Mr: Griswold and myself were educated at the same time at Yale College and our acquaintance has continued ever since. He is a man of Science, and has ever sustained the character of An upright faithful Citizen devoted to the liberties of his Country. It was owing to him that New-Hampshire was revolutionized & the unfortunate dispute between him & Govr Hull has most essentially injured his affairs. He has read law with Judge Huntington.2
I⟨t is,⟩ Sir, my firm beleif that should it be the pleasure of the President to bestow on him a territorial Judgeship, he would be an useful & faithful Officer and that his appointt Would be highly pleasing to all the leading Republicans of New England. With great Esteem & Respect Yours
RC (DNA: RG 59, LAR, 1809–17, filed under “Griswold”).
1. Stanley Griswold (1763–1815), a 1786 graduate of Yale College, had been a clergyman in Connecticut and the editor of a Republican newspaper in New Hampshire. He served as secretary of the Michigan Territory, 1805–8, until a quarrel with Gov. William Hull forced his resignation. He moved to Ohio, was appointed a U.S. senator in 1809 to fill a vacancy, but was not a candidate in the subsequent election. JM received three other letters from New England political leaders supporting Griswold’s candidacy for office as well as letters from John G. Jackson and Jeremiah Morrow. JM nominated Griswold on 9 Mar. 1810 to an Illinois territorial judgeship, and the Senate confirmed the appointment one week later (Jonathan Robinson to JM, 26 Feb. 1810, John G. Jackson to JM, 1 Mar. 1810, Elisha Mathewson to JM, 2 Mar. 1810, Obadiah German and Uriah Tracy to JM, 2 Mar. 1810, Jeremiah Morrow to JM, 7 Mar. 1810 [DNA: RG 59, LAR, 1809–17]; Senate Exec. Proceedings description begins Journal of the Executive Proceedings of the Senate of the United States of America (3 vols.; Washington, 1828). description ends , 2:140, 141).
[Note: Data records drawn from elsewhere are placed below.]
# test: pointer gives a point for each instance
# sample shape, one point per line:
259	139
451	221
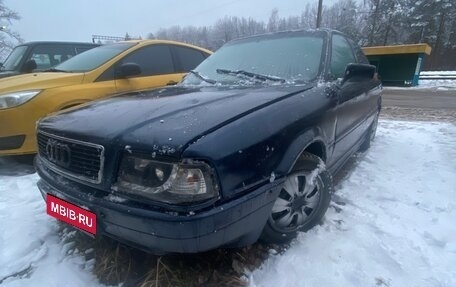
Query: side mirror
128	70
359	72
29	66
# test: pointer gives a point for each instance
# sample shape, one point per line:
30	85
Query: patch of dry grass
115	263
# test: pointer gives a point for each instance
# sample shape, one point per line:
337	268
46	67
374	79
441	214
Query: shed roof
398	49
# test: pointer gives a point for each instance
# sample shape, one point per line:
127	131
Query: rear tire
302	202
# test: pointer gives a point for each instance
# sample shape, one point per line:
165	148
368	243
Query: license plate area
71	214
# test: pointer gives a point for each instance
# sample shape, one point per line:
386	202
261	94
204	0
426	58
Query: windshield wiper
210	81
250	75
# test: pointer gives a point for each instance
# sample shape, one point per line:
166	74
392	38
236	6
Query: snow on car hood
171	117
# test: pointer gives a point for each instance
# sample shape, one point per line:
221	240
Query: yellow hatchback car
99	72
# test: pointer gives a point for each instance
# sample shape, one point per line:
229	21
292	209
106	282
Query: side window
341	55
47	56
359	53
153	60
188	58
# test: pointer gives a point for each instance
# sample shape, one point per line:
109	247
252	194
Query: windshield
275	59
93	58
14	59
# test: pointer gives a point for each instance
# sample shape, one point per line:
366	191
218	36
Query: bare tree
8	38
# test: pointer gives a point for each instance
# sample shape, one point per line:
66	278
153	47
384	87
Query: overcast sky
78	20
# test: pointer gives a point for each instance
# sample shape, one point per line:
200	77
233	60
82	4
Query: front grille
72	158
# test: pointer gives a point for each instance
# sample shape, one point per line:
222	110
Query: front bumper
232	224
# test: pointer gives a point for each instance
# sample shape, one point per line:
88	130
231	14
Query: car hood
165	120
43	80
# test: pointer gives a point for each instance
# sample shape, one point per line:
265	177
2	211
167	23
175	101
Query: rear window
93	58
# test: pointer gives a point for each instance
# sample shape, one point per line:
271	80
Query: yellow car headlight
14	99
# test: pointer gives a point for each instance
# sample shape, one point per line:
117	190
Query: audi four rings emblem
58	153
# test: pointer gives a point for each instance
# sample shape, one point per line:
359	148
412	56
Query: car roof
33	43
326	32
158	41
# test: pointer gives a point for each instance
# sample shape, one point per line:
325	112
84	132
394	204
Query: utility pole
320	9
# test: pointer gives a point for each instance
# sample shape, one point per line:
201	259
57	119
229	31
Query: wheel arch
310	141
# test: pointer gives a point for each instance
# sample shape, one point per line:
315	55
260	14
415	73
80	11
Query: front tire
302	202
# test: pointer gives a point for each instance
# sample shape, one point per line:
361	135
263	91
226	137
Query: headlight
170	183
15	99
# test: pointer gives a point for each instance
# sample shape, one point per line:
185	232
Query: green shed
398	65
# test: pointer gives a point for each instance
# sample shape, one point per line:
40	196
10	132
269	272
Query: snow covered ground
445	84
392	223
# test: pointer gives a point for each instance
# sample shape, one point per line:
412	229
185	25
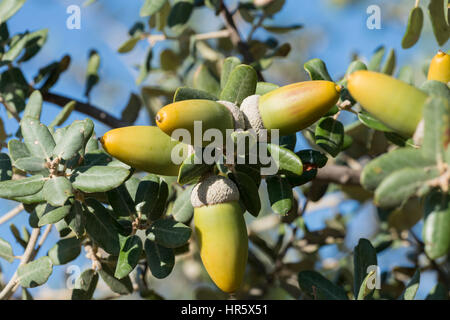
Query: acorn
394	102
221	231
440	67
221	115
146	148
290	108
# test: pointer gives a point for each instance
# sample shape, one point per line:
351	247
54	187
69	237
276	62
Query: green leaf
5	167
406	74
21	187
6	251
64	251
129	45
403	184
150	7
121	202
129	255
437	128
228	66
98	178
17	149
34	106
280	194
35	273
248	191
389	65
441	28
185	93
313	157
72	142
412	287
63	114
85	285
57	190
380	168
265	87
122	286
414	28
102	227
320	288
436	228
286	160
8	8
317	70
365	256
190	171
241	84
282	29
37	138
179	15
151	196
205	80
52	214
439	292
169	233
182	210
160	260
329	135
92	76
76	219
31	164
369	121
375	61
436	88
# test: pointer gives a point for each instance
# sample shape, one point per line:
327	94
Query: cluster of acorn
218	217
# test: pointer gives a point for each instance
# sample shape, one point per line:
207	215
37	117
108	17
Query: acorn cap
214	190
252	117
238	117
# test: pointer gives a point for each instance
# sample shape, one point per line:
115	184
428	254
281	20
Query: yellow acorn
440	67
221	231
221	115
145	148
290	108
393	102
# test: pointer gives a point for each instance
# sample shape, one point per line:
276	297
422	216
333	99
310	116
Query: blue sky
104	26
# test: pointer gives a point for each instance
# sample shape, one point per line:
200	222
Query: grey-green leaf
98	178
169	233
130	252
414	28
57	190
160	260
35	273
65	250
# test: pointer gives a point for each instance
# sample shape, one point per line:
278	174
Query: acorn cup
145	148
221	231
221	115
394	102
290	108
440	67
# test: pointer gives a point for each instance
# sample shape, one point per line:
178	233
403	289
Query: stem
11	214
12	286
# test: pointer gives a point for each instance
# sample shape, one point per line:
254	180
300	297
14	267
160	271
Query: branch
85	108
11	214
11	287
339	175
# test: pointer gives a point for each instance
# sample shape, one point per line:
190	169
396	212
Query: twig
12	286
11	214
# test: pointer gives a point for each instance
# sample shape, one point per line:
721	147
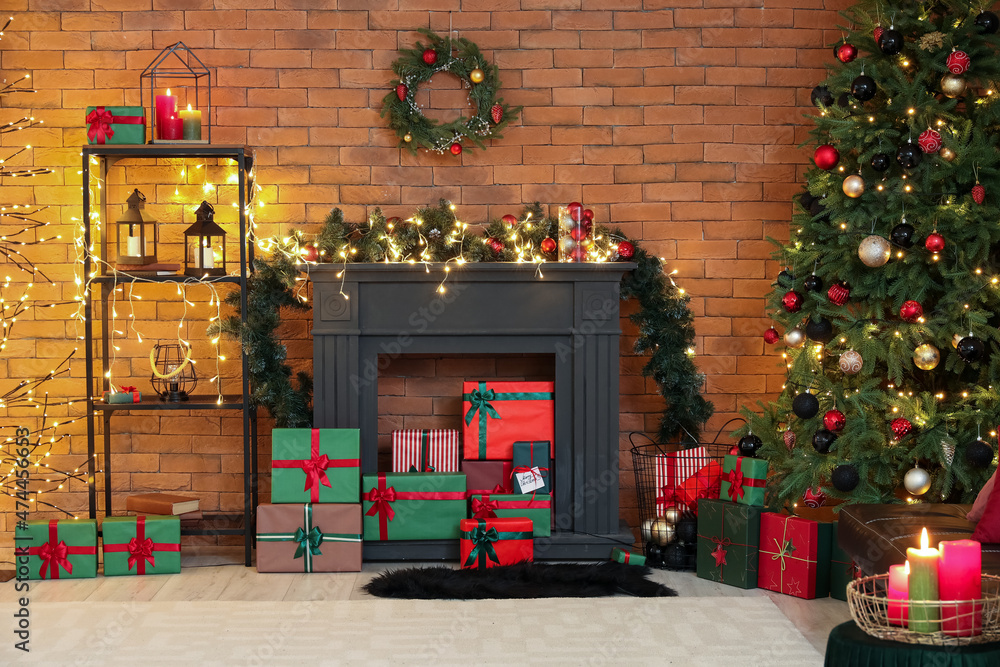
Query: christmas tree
889	297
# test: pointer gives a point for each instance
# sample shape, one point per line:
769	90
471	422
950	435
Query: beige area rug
555	631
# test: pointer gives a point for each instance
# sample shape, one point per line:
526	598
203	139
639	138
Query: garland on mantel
435	234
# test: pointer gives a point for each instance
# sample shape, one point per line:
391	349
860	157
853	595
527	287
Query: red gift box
498	414
492	542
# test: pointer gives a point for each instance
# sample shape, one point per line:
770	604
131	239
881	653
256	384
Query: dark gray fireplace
490	308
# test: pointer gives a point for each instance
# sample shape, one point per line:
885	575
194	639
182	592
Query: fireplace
490	308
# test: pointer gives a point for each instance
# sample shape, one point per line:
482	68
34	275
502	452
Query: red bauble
911	311
934	242
826	156
792	301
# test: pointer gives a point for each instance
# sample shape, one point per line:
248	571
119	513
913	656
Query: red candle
960	578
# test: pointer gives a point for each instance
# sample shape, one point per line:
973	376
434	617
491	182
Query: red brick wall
677	121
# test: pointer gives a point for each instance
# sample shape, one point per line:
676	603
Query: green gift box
728	542
537	507
413	505
318	465
57	549
743	480
116	125
144	544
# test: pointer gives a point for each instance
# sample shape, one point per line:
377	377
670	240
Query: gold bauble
854	186
952	85
874	251
926	357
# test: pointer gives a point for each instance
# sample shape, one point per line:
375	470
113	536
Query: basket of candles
939	596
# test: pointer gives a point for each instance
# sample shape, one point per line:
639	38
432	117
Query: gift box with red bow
794	556
492	542
495	415
743	480
144	544
57	549
413	505
319	465
115	125
537	507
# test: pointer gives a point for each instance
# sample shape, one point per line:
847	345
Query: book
161	503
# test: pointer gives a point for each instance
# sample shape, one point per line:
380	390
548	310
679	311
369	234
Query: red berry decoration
958	62
929	141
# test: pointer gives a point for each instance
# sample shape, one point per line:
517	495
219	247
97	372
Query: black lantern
173	375
205	245
137	235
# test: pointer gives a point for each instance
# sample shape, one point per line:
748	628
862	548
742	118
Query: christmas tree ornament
845	478
851	362
863	88
826	157
917	481
805	406
958	62
929	141
874	251
854	186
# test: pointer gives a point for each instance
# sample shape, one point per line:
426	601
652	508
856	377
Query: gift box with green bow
309	538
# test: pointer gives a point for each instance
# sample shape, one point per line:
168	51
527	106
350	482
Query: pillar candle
960	578
923	585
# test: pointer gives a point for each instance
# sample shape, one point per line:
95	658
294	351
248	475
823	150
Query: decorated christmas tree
888	301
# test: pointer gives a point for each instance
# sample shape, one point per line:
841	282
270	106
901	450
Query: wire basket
870	608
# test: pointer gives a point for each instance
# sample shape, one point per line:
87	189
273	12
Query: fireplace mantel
570	311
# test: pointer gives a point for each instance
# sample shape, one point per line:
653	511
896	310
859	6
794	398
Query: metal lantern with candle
187	82
137	232
205	244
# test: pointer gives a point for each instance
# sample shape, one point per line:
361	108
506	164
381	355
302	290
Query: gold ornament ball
874	251
926	357
854	186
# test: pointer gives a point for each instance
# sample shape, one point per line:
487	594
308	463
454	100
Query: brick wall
678	121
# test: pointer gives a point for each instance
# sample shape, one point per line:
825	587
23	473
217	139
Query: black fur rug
523	580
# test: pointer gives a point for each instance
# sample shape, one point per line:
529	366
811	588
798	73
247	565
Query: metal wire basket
952	622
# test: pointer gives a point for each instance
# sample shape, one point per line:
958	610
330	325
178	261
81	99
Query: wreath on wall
482	79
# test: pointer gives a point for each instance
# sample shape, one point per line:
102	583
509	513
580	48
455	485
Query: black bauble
805	406
845	478
863	88
823	439
902	235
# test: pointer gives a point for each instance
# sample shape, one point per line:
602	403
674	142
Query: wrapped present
491	542
309	538
671	470
728	539
743	480
413	506
534	506
498	414
532	467
144	544
625	556
58	549
116	125
794	556
425	450
319	465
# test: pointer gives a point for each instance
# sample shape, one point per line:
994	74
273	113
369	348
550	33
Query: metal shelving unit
107	156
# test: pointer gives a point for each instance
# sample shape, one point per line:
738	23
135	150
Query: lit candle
922	585
899	576
960	577
192	123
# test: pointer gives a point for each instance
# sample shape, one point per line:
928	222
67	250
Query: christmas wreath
463	59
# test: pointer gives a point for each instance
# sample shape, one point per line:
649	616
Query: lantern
205	244
137	235
173	375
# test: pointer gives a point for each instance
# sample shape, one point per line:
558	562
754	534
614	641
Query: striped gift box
425	450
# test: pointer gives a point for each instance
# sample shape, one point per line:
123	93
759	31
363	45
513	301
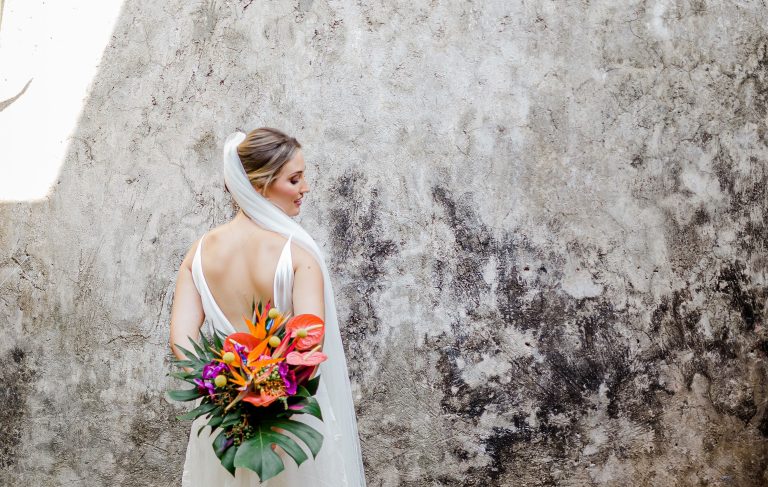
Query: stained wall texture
545	222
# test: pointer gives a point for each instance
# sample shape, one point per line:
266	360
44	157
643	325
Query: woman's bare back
238	261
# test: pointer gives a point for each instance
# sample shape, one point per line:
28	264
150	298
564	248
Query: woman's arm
187	313
308	292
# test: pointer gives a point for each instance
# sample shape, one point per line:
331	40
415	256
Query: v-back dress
201	467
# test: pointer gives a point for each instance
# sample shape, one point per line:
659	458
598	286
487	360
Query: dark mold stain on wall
16	382
585	348
360	252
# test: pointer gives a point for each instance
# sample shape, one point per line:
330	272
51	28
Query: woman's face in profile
288	188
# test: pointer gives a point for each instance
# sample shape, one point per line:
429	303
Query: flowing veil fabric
344	443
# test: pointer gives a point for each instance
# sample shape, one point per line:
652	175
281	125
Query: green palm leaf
256	453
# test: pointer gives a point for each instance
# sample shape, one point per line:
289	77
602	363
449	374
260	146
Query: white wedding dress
203	469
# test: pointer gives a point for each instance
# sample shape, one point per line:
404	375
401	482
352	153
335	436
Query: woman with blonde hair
262	252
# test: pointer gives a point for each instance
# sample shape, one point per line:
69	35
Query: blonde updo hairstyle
264	152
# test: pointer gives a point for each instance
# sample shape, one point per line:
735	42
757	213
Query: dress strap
283	287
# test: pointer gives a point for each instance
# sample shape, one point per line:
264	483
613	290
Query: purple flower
204	384
213	369
210	371
289	378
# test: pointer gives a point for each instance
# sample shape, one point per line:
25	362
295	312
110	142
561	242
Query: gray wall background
545	222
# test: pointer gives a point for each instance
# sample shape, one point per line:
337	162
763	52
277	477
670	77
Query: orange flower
310	358
312	325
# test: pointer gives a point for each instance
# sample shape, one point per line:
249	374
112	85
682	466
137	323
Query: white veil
333	372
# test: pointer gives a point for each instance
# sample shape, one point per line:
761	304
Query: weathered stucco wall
545	220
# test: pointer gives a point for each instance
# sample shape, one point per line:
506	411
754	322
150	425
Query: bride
264	253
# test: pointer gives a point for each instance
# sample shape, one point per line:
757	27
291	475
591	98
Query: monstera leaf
256	453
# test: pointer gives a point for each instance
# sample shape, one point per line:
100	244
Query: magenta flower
289	378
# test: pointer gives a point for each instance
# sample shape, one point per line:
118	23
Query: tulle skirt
202	467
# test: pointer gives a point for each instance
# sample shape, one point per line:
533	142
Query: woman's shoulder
301	256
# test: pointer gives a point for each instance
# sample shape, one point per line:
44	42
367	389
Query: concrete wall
545	222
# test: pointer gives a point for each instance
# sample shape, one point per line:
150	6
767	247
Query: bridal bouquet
251	384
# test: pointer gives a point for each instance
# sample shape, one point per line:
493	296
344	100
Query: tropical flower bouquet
250	386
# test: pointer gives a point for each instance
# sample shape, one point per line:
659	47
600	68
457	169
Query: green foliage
256	452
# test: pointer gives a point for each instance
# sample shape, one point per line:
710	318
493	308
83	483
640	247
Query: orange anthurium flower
307	358
314	326
263	398
257	364
242	339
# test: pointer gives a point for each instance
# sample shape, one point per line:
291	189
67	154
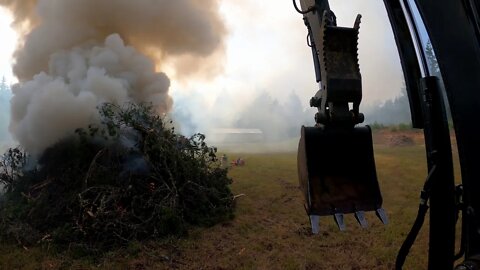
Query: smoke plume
72	57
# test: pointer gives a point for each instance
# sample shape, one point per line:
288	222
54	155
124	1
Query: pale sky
7	45
266	50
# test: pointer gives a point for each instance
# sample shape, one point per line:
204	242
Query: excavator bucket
337	174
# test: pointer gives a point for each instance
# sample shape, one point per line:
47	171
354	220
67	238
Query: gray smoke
72	57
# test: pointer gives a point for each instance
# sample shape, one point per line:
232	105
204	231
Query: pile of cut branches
129	178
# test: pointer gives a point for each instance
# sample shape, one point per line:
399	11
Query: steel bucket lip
370	199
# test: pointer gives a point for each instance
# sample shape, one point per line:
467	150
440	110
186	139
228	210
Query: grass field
271	229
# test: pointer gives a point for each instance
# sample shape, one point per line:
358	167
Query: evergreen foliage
129	178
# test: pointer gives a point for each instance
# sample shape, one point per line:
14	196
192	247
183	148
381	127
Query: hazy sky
266	50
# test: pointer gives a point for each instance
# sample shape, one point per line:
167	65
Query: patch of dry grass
271	229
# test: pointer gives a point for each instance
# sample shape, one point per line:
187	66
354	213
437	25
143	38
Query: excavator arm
335	158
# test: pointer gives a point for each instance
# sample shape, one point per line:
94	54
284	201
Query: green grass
271	229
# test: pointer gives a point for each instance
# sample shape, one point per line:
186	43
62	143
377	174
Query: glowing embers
337	174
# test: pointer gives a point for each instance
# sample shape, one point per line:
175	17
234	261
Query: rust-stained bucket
337	172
2. Samuel Huntington (1731–1796), a signer of the Declaration of Independence and president of the Continental Congress, was a judge of the superior court of Connecticut after 1773 and served as chief justice in 1784. He was the uncle of his namesake, Samuel Huntington, who had served on the Ohio Supreme Court and was currently governor of Ohio.